L'analyse de ces exemples permet de dégager des caractéristiques communes :
La capacité à avoir de l'empathie et à voir un avenir commun au-delà du conflit actuel (Mandela, Sadat).
Le pragmatisme politique et la disposition au risque, y compris le risque d'être mal compris ou trahi par ses propres (Gorbatchev, de Klerk).
L'utilisation de gestes symboliques et d'une rhétorique de réconciliation qui changent le narrative du conflit (César, Jeanne d'Arc).
La compréhension que la paix durable nécessite non seulement l'arrêt des hostilités, mais aussi des changements structurels (politiques, sociaux, économiques), intégrant les anciens ennemis.

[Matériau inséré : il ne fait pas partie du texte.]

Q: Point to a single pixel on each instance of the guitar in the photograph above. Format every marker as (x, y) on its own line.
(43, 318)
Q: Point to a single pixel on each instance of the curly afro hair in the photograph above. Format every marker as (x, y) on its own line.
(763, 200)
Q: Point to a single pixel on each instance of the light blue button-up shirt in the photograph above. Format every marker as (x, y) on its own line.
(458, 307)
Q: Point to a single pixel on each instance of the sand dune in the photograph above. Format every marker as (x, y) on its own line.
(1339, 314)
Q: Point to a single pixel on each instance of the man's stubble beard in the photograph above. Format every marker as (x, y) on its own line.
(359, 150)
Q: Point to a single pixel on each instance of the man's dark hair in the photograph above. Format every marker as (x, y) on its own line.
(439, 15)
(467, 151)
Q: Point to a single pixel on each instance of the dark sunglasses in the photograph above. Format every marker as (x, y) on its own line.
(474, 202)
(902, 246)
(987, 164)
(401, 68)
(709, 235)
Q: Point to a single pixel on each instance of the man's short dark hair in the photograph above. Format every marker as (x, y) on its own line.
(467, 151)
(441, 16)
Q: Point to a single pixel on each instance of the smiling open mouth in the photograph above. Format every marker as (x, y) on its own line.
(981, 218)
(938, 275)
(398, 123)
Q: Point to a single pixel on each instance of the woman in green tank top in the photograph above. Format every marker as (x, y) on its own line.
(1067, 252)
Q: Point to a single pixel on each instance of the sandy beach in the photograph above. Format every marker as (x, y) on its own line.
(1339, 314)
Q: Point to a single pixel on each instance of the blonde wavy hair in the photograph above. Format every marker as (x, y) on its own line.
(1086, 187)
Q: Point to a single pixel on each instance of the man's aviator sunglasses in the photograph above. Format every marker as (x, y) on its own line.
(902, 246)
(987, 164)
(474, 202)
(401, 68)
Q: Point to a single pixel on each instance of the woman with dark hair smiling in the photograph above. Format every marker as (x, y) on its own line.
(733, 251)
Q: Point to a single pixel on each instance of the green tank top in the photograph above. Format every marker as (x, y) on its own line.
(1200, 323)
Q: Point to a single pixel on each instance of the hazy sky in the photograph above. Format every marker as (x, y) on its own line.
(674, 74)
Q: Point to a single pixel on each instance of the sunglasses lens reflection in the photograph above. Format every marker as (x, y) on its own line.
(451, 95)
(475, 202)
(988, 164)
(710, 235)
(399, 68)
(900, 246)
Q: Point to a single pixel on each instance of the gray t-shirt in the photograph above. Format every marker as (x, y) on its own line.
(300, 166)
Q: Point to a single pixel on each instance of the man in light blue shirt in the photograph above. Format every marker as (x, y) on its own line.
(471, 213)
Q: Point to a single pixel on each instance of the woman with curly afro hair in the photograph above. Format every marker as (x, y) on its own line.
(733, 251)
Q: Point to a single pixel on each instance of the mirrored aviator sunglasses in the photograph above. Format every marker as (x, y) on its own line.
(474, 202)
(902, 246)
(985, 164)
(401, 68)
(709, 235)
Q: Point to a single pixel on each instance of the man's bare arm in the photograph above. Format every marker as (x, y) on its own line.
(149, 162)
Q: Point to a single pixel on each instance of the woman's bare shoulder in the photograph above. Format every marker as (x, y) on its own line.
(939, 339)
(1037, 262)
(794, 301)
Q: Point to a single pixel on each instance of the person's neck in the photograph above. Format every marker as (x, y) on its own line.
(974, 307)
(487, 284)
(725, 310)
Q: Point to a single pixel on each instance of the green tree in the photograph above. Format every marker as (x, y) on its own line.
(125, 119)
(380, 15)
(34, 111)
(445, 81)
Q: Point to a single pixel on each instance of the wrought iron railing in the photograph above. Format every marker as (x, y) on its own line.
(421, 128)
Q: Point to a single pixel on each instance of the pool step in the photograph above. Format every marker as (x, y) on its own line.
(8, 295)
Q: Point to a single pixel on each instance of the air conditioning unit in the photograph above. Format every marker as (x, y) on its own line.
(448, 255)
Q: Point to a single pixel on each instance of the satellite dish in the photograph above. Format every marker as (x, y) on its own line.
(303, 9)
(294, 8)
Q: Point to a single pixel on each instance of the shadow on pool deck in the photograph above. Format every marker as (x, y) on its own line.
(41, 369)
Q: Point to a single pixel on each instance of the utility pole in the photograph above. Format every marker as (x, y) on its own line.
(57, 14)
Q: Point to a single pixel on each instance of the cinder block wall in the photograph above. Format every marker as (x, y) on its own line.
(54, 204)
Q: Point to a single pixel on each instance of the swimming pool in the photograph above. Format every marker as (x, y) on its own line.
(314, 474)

L'arrêt de la guerre est toujours un acte de création d'une nouvelle réalité où les anciennes blessures et peurs sont surmontées pour la survie ou le prospérité commune. Les leaders qui ont réussi à le faire ont agi à la pointe de l'histoire, prouvant que même les conflits les plus longs et les plus acharnés peuvent trouver leur fin non seulement sur le champ de bataille, mais aussi à la table des négociations, si l'on trouve la volonté, le courage et la sagesse pour tendre la main.